Alasan penolakan yang dilakukan oleh Polda Metro Jaya tersebut tentu tidak sesuai dengan bagaimana hukum acara pidana seharusnya diberlakukan. Pertama, Polisi menolak dengan alasan laporan harus dilakukan oleh Orang Tua/Wali Pelapor, padahal sudah jelas bahwa Penasihat Hukum anak AG telah memiliki surat kuasa khusus yang secara eksplisit memberikan wewenang untuk melakukan segala tindakan hukum untuk kepentingan kliennya. Sehingga ketika laporan tersebut diajukan oleh penasihat hukum dengan adanya surat kuasa khusus maka tetap dianggap sah di hadapan hukum.Â
Kedua, Kepolisian mengatakan bahwa anak AG harus melakukan visum terlebih dahulu untuk menjadi bahan utama laporan tindak pidana pencabulan dan/atau persetubuhan. Padahal seharusnya visum dilakukan pada proses penyelidikan sebagai salah satu cara yang bisa dilakukan penyelidik untuk mencari titik terang apakah terdapat tindak pidana atau tidak. Sekali lagi, mencari titik terang tindak pidana merupakan tugas penyelidik dan penyidik sehingga visum juga seharusnya dilakukan pada proses penyelidikan, bukan dibebankan kepada pelapor.

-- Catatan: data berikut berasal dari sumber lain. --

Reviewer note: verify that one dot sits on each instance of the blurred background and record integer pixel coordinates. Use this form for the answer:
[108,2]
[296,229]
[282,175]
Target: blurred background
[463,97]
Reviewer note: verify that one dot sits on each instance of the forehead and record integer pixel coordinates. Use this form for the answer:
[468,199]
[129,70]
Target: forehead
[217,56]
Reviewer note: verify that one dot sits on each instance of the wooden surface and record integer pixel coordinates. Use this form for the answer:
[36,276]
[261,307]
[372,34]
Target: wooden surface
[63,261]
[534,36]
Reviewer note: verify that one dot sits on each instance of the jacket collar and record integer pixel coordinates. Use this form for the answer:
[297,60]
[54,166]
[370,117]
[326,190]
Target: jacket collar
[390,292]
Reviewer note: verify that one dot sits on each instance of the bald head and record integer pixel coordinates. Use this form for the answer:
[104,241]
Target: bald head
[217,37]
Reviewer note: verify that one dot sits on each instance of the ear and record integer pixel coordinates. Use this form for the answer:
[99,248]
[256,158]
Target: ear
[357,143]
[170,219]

Terjadi pro kontra dari masyarakat atas penolakan laporan yang dilakukan oleh kepolisian tersebut. Beberapa pihak mendukung kepolisian melakukan penolakan laporan dengan alasan bahwa laporan tersebut bukan termasuk kategori tindak pidana dengan melihat latar belakang pelapor sebagai anak yang sudah sering melakukan aktivitas seksual dengan orang dewasa. Bahkan terdapat beberapa pihak di media sosial yang telah melabeli anak AG sebagai anak yang problematic sehingga wajar melakukan aktivitas seksual tersebut mau sama mau.